Game Over: A Short Story

I wrote this story for a creative writing class while I was a student at Lorain County Community College. The assignment was to observe people around campus, and use some of them as inspiration for a character in a story. There really was a gamer’s lounge at LCCC. Theodore is based on several people I observed, people I know, and, regrettably, some of the worst traits I saw in myself at the time. As Theodore’s story shows us, we all have room to improve, as long as we recognize the things that we need to work on.

 

Game Over – A Short Story – Part 1

“Die alien scum!” Theodore shouted out at the TV screen in mock anger as the crowd cheered him on. “Your mother put up more of a fight than this last night!” His friends roared with laughter as he reached for his half empty bottle of Mountain Dew, his only sustaining life force.

It was a day like any other on campus. Theodore Lucas Fisher spent hours in the student lounge playing video games with his fellow nerds and social outcasts. Though he rarely attended the few classes he had registered for, Theodore spent most of his time here at his community college, for he had nowhere else to be (and even if he did, he couldn’t get there, for he still didn’t have his driver’s license, despite the fact that he was 19). He also didn’t have a job or a girlfriend, and he still lived with his parents, though from time to time he would stay with his older brother Joseph for the night or the weekend. Aside from the people he played video games with at the college, Joseph was really Theodore’s only friend.

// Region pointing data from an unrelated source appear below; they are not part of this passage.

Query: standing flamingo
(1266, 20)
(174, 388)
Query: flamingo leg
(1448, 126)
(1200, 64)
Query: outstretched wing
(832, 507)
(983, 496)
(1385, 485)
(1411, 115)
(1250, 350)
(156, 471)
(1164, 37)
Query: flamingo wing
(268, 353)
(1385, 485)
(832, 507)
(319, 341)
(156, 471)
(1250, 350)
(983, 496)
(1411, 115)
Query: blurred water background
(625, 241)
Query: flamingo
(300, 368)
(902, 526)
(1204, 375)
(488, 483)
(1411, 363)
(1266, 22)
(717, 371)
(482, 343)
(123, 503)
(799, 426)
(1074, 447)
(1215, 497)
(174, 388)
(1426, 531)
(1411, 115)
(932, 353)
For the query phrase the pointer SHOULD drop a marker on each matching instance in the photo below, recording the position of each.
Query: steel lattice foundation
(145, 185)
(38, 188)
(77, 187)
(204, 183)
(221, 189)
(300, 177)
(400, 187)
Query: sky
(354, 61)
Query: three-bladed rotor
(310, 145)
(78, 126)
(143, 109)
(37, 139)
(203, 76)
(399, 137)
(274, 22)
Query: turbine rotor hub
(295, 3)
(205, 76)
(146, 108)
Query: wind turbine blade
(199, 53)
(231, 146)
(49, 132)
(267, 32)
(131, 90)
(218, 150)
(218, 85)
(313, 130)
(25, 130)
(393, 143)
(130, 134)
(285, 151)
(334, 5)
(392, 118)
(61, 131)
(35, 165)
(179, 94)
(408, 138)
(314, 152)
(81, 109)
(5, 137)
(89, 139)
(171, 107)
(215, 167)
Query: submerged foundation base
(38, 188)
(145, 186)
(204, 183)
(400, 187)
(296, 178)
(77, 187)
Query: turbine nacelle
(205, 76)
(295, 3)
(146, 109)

From the outside looking in on this group, you’d think that they were the closest of friends; they laughed together, spent hours a day together playing video game, and all seemed almost the same in personality and demeanor, but Theodore rarely conversed with these people outside the student lounge in the context of first-person shooters and RPGs. Though he has been out of high school for a year now, Theodore still had not picked up the finer points of social interaction and for the most part, his socializing consisted of nothing more than a regressed form of parallel play with nothing but a television screen and a few game controllers holding the closest things he had to interpersonal relationships together.